Expanding Multidisciplinary Lung Conference in Rural/Regional North Carolina

November 2018 Vol 9, NO 11
Kimberly Cobb, RN, BSN
Chest Center of the Carolinas
FirstHealth of the Carolinas
Hope Gibson, RN
Scotland Cancer Treatment Center
Scotland Healthcare System

Background: Multidisciplinary care conferences for lung cancer patients have been linked to both increased quality of care and timeliness of care.1 The Chest Center Conference was established at FirstHealth Moore Regional Hospital in 2004 to encourage multidisciplinary discussion and to expedite treatment planning for patients with lung and esophageal cancer. Lung cancer patients who are treated at Scotland Cancer Treatment Center (SCTC) are frequently referred to Moore Regional Hospital pulmonology or thoracic surgery services for diagnosis and/or treatment. To improve the communication between hospitals, expanding the Chest Center Conference to SCTC via teleconferencing was proposed.

Objective: Ensure seamless comprehensive lung cancer care and an optimal patient experience by improving communication between providers at 2 community cancer centers.

Methods: To incorporate SCTC physicians/staff into Chest Center Conference discussions, our IT Department was contacted to establish videoconferencing via Webex. A projector was added that would focus on the screen, allowing the participants to view the imaging and pathology images in real time. A conference call was established at the beginning of each conference to allow for easy flow of conversations during the conference.

Our Health Information Management Department was consulted to ensure that HIPAA requirements were met. Anonymized conference summary sheets were faxed to Scotland Cancer Center prior to the start of the conference, and patients were referred to only by initials during discussion. Imaging was viewed without identifiers. The project was piloted in July 2016.

Results: A comparison of patients presented at Chest Center Conference in 2015 (514 patients) and 2017 (519 patients) did not show that video conferencing with SCTC affected patient volume. However, anecdotally, patient care was often expedited through the interdisciplinary approach.

Mr JG underwent 2 nondiagnostic bone biopsies. His films were reviewed by pulmonology, radiology, and pathology at multidisciplinary conference, and diagnostic thoracentesis with cell block for diagnosis and possible placement of pleural catheter for management of recurrent pleural effusion was recommended, alleviating an additional specialist consultation.

Mr BS was diagnosed with squamous cell lung cancer.
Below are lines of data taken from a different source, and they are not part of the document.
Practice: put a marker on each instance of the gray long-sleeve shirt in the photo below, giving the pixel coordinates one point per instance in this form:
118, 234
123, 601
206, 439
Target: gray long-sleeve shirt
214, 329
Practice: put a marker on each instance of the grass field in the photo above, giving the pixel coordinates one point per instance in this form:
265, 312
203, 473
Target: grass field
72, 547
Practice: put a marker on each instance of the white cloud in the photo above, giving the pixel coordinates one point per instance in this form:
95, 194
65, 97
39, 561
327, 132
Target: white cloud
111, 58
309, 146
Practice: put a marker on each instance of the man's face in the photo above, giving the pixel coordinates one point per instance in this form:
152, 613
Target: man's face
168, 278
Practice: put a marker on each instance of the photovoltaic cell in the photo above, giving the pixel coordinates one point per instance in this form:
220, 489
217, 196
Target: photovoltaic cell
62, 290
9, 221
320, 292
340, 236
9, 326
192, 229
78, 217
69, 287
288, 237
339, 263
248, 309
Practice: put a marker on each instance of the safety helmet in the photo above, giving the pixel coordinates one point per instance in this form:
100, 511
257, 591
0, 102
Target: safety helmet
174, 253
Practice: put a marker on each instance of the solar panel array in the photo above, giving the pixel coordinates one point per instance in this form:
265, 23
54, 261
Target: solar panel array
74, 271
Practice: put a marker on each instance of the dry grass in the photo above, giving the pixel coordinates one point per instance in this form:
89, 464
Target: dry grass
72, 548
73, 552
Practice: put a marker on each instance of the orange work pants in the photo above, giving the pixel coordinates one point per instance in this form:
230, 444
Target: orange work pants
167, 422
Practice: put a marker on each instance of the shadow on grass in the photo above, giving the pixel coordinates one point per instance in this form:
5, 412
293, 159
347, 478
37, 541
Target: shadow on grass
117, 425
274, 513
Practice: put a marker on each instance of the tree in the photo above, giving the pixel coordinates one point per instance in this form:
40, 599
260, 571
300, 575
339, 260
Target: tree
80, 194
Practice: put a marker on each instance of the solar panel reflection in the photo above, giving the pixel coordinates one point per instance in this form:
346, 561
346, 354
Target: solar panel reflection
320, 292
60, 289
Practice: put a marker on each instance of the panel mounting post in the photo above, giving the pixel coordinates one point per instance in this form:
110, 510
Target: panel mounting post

A review at Chest Center Conference allowed for in-depth pulmonary evaluation to include lung perfusion scan, cardiopulmonary exercise testing, and cardiothoracic surgical evaluation. The patient was not a surgical candidate, but an expeditious evaluation allowed the patient to be treated earlier with combined-modality chemoradiation.

Conclusions: Ensuring that patients receive quality comprehensive lung cancer care is essential. Patients in rural and regional areas do not have easy access to larger, university-based cancer centers due to a myriad of factors. By expanding multidisciplinary lung cancer conferences to another institution in the same regional area, additional patients will receive the clinical benefit of a multidisciplinary approach.


Freeman RK, Ascioti AJ, Dake M, Mahidhara RS. The effects of a multidisciplinary care conference on the quality and cost of care for lung cancer patients. Ann Thorac Surg. 2015;100:1834-1838.